The way I look at it is this. Using sound historical method, even method that does not turn to the supernatural, there are certain likely core events to the Jesus story. It may be strange for a Christian to think in this way (and you don't have to), but if we look at the New Testament purely from a historical perspective and bracket the supernatural for a moment, I believe we will come up with certain core events as likely to the story of Jesus, including eyewitness reports to seeing him after his death and a likely empty tomb. These are concrete events with real people.
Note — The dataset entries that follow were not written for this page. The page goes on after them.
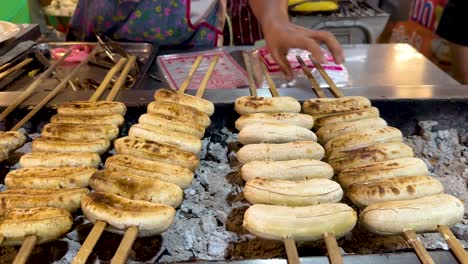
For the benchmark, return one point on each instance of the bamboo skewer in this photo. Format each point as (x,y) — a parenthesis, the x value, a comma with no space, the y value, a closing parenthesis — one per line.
(4,66)
(89,243)
(409,235)
(453,243)
(187,80)
(131,234)
(415,243)
(330,240)
(26,93)
(25,250)
(332,247)
(289,243)
(121,80)
(271,83)
(122,252)
(315,85)
(30,241)
(53,93)
(16,67)
(291,250)
(335,90)
(249,68)
(206,78)
(102,87)
(98,228)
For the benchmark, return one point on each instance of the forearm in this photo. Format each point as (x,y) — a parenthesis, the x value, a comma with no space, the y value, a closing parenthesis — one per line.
(270,11)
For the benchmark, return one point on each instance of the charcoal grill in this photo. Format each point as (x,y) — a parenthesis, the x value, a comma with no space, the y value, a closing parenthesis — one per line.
(404,114)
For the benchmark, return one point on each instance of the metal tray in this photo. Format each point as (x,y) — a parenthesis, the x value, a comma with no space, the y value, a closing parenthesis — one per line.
(145,53)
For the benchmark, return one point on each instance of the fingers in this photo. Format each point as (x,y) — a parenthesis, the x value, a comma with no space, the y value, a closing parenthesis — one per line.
(332,44)
(325,37)
(280,58)
(310,45)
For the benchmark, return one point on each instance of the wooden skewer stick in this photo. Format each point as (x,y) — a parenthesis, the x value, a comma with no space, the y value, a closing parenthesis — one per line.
(421,252)
(102,87)
(271,83)
(187,80)
(289,243)
(25,250)
(125,246)
(89,243)
(53,93)
(99,226)
(206,78)
(121,80)
(26,93)
(291,250)
(249,68)
(4,66)
(332,247)
(335,90)
(453,243)
(315,85)
(132,232)
(16,67)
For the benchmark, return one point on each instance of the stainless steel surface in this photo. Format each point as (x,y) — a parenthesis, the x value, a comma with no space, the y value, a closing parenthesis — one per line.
(374,65)
(355,22)
(388,71)
(143,97)
(391,64)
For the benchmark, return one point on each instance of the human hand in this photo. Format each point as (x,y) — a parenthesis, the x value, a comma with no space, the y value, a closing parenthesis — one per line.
(280,37)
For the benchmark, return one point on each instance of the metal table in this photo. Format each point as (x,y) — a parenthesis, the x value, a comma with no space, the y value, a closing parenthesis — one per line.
(379,71)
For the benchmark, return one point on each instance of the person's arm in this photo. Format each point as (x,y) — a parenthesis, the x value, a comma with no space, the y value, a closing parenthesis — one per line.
(281,35)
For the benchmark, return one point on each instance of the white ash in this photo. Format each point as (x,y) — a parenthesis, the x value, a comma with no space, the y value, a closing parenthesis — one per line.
(445,153)
(208,225)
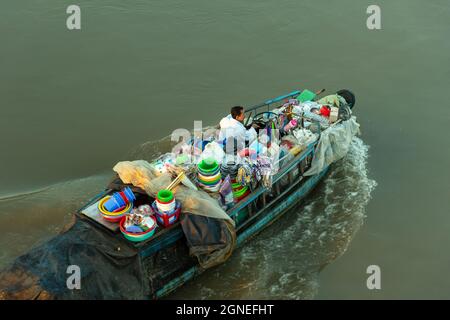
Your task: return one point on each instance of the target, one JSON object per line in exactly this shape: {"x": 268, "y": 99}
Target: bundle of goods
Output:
{"x": 166, "y": 208}
{"x": 137, "y": 227}
{"x": 114, "y": 208}
{"x": 239, "y": 191}
{"x": 226, "y": 193}
{"x": 208, "y": 175}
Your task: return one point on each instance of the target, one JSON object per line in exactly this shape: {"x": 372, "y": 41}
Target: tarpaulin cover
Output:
{"x": 333, "y": 145}
{"x": 106, "y": 272}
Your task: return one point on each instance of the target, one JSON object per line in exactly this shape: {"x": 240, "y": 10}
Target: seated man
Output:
{"x": 233, "y": 129}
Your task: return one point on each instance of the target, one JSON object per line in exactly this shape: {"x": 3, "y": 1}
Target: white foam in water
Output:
{"x": 284, "y": 261}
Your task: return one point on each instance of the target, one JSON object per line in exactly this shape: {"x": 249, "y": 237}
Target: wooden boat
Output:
{"x": 158, "y": 265}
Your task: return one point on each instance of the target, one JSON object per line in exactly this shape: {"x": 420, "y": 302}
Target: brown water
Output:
{"x": 73, "y": 103}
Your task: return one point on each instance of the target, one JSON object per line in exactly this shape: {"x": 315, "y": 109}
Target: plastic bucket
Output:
{"x": 129, "y": 194}
{"x": 114, "y": 202}
{"x": 137, "y": 237}
{"x": 208, "y": 166}
{"x": 165, "y": 196}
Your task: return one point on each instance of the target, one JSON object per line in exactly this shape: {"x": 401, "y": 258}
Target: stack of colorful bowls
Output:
{"x": 116, "y": 215}
{"x": 239, "y": 191}
{"x": 209, "y": 176}
{"x": 167, "y": 209}
{"x": 139, "y": 236}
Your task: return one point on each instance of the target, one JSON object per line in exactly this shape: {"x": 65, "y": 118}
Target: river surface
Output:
{"x": 73, "y": 103}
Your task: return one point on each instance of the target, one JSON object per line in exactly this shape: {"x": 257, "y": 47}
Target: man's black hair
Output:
{"x": 236, "y": 111}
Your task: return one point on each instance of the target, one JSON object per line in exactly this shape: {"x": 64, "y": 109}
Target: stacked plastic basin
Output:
{"x": 208, "y": 176}
{"x": 139, "y": 236}
{"x": 167, "y": 209}
{"x": 239, "y": 191}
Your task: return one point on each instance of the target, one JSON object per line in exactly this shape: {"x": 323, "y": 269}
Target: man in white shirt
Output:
{"x": 233, "y": 129}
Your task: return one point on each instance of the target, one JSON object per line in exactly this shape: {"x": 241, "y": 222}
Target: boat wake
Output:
{"x": 285, "y": 260}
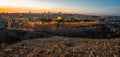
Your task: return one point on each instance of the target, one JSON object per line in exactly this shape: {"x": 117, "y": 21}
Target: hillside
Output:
{"x": 63, "y": 47}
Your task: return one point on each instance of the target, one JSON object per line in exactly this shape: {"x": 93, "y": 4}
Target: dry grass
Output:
{"x": 59, "y": 47}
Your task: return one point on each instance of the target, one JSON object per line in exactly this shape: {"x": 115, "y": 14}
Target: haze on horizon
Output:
{"x": 93, "y": 7}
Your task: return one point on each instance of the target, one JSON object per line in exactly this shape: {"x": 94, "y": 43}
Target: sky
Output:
{"x": 93, "y": 7}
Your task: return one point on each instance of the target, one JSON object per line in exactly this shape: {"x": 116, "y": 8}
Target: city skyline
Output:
{"x": 93, "y": 7}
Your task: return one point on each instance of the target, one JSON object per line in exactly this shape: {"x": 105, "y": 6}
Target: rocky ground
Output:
{"x": 63, "y": 47}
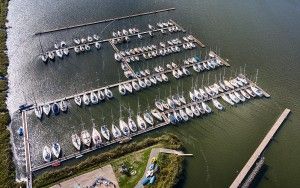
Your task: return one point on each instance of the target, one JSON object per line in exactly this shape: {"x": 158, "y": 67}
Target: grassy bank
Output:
{"x": 53, "y": 176}
{"x": 170, "y": 173}
{"x": 7, "y": 170}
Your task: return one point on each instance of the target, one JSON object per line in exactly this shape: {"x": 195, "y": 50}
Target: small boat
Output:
{"x": 101, "y": 95}
{"x": 78, "y": 100}
{"x": 189, "y": 112}
{"x": 56, "y": 149}
{"x": 184, "y": 116}
{"x": 241, "y": 97}
{"x": 105, "y": 132}
{"x": 245, "y": 94}
{"x": 86, "y": 138}
{"x": 94, "y": 98}
{"x": 227, "y": 99}
{"x": 132, "y": 125}
{"x": 128, "y": 87}
{"x": 96, "y": 137}
{"x": 86, "y": 99}
{"x": 164, "y": 77}
{"x": 217, "y": 104}
{"x": 47, "y": 109}
{"x": 257, "y": 91}
{"x": 108, "y": 93}
{"x": 38, "y": 112}
{"x": 206, "y": 107}
{"x": 124, "y": 127}
{"x": 159, "y": 105}
{"x": 234, "y": 98}
{"x": 76, "y": 141}
{"x": 116, "y": 131}
{"x": 122, "y": 89}
{"x": 141, "y": 122}
{"x": 55, "y": 108}
{"x": 47, "y": 154}
{"x": 63, "y": 106}
{"x": 156, "y": 114}
{"x": 148, "y": 118}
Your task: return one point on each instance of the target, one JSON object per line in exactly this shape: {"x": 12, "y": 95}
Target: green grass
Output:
{"x": 55, "y": 176}
{"x": 138, "y": 161}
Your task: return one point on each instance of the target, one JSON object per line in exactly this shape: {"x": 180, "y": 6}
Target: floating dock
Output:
{"x": 238, "y": 180}
{"x": 104, "y": 21}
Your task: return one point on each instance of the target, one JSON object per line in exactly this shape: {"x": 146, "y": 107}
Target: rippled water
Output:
{"x": 262, "y": 35}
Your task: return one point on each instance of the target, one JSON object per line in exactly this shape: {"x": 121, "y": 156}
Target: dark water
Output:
{"x": 262, "y": 35}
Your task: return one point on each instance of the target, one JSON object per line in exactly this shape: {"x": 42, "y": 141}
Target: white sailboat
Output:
{"x": 47, "y": 154}
{"x": 86, "y": 138}
{"x": 76, "y": 141}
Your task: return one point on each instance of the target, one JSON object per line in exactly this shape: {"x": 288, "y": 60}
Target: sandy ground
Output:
{"x": 88, "y": 179}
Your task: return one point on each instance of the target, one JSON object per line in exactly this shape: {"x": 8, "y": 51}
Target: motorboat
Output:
{"x": 94, "y": 98}
{"x": 148, "y": 118}
{"x": 78, "y": 100}
{"x": 47, "y": 109}
{"x": 47, "y": 154}
{"x": 108, "y": 93}
{"x": 96, "y": 137}
{"x": 245, "y": 94}
{"x": 206, "y": 107}
{"x": 86, "y": 138}
{"x": 116, "y": 131}
{"x": 135, "y": 86}
{"x": 227, "y": 99}
{"x": 124, "y": 127}
{"x": 156, "y": 114}
{"x": 234, "y": 98}
{"x": 257, "y": 91}
{"x": 56, "y": 149}
{"x": 141, "y": 122}
{"x": 217, "y": 104}
{"x": 76, "y": 141}
{"x": 55, "y": 108}
{"x": 122, "y": 89}
{"x": 105, "y": 132}
{"x": 189, "y": 112}
{"x": 141, "y": 83}
{"x": 101, "y": 95}
{"x": 132, "y": 125}
{"x": 241, "y": 97}
{"x": 184, "y": 116}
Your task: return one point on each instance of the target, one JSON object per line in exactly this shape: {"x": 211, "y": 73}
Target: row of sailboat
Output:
{"x": 55, "y": 108}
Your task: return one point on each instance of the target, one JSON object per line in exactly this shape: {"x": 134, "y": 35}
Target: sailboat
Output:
{"x": 217, "y": 104}
{"x": 47, "y": 109}
{"x": 56, "y": 149}
{"x": 156, "y": 114}
{"x": 86, "y": 99}
{"x": 86, "y": 138}
{"x": 94, "y": 98}
{"x": 76, "y": 141}
{"x": 78, "y": 100}
{"x": 63, "y": 106}
{"x": 38, "y": 112}
{"x": 105, "y": 132}
{"x": 47, "y": 154}
{"x": 96, "y": 137}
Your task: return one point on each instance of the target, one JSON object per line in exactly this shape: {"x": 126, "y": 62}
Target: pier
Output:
{"x": 104, "y": 21}
{"x": 238, "y": 180}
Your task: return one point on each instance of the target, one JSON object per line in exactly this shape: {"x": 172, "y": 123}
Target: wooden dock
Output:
{"x": 238, "y": 180}
{"x": 105, "y": 20}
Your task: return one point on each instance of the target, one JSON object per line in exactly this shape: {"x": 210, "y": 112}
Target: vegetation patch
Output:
{"x": 55, "y": 176}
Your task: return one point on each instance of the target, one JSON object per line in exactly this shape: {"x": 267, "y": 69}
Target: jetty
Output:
{"x": 105, "y": 20}
{"x": 243, "y": 173}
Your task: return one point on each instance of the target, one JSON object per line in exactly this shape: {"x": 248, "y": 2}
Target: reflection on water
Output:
{"x": 263, "y": 35}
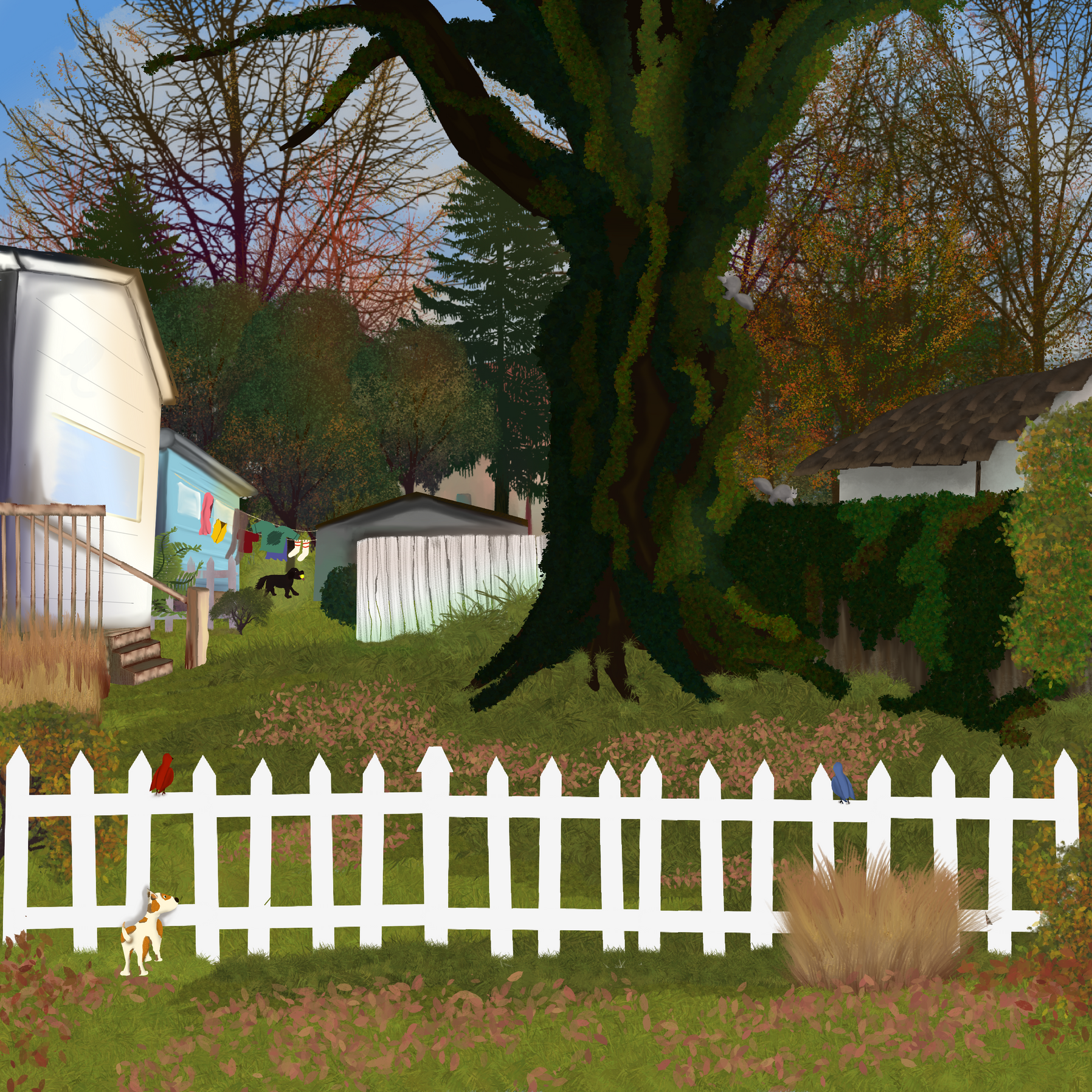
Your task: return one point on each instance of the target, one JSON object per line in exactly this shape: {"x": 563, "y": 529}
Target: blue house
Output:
{"x": 192, "y": 485}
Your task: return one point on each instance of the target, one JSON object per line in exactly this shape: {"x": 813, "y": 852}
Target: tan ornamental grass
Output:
{"x": 846, "y": 925}
{"x": 46, "y": 663}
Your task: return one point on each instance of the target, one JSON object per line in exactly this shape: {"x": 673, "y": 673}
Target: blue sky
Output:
{"x": 40, "y": 33}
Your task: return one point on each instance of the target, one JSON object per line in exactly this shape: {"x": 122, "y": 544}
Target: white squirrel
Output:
{"x": 783, "y": 492}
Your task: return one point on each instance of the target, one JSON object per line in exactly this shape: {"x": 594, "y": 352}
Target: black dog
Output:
{"x": 272, "y": 583}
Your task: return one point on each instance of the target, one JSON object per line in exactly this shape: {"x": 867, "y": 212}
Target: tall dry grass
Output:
{"x": 893, "y": 928}
{"x": 43, "y": 662}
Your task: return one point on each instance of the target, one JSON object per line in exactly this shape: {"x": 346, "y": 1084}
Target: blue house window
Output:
{"x": 93, "y": 470}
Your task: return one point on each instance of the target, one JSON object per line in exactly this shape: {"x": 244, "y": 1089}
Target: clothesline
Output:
{"x": 278, "y": 542}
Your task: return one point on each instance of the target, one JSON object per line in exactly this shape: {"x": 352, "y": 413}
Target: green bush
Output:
{"x": 243, "y": 607}
{"x": 339, "y": 595}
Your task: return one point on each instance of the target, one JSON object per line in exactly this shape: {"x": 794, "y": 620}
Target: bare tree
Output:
{"x": 1015, "y": 149}
{"x": 192, "y": 136}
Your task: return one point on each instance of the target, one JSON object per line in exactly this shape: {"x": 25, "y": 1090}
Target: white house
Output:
{"x": 962, "y": 441}
{"x": 83, "y": 375}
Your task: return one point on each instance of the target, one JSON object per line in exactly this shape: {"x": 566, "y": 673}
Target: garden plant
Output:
{"x": 857, "y": 995}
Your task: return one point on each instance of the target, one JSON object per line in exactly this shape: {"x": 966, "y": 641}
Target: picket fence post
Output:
{"x": 437, "y": 806}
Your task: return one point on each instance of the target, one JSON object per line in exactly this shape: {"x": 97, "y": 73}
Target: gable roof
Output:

There is a big difference between legends that arise for political reasons (e.g., about emperors) or about the legendary past (Romulus) or at a distance (Apollonius) and Jesus. Jesus was crucified as a criminal. He was not an emperor where divinization was expected. Nor was he some remote figure begging for legends. He was a crucified "criminal" like many others, a concrete "revolutionary" like countless other crucified trouble makers. What was different about him, a nobody in that world, if Ehrman is correct? What was it about his situation that gave rise to such stories?
Let's say, for the sake of argument, that some of the features of figures like this chapter accrued to the Jesus story as time went by. If so (and that remains to be seen), they arose as the shock waves of certain concrete events. If some of this imagery accrued to Jesus, it happened as Jesus' followers sought to explain unexpected, concrete events that took place before their very eyes.
This is a different situation from predictable legends about far off, distant heroes.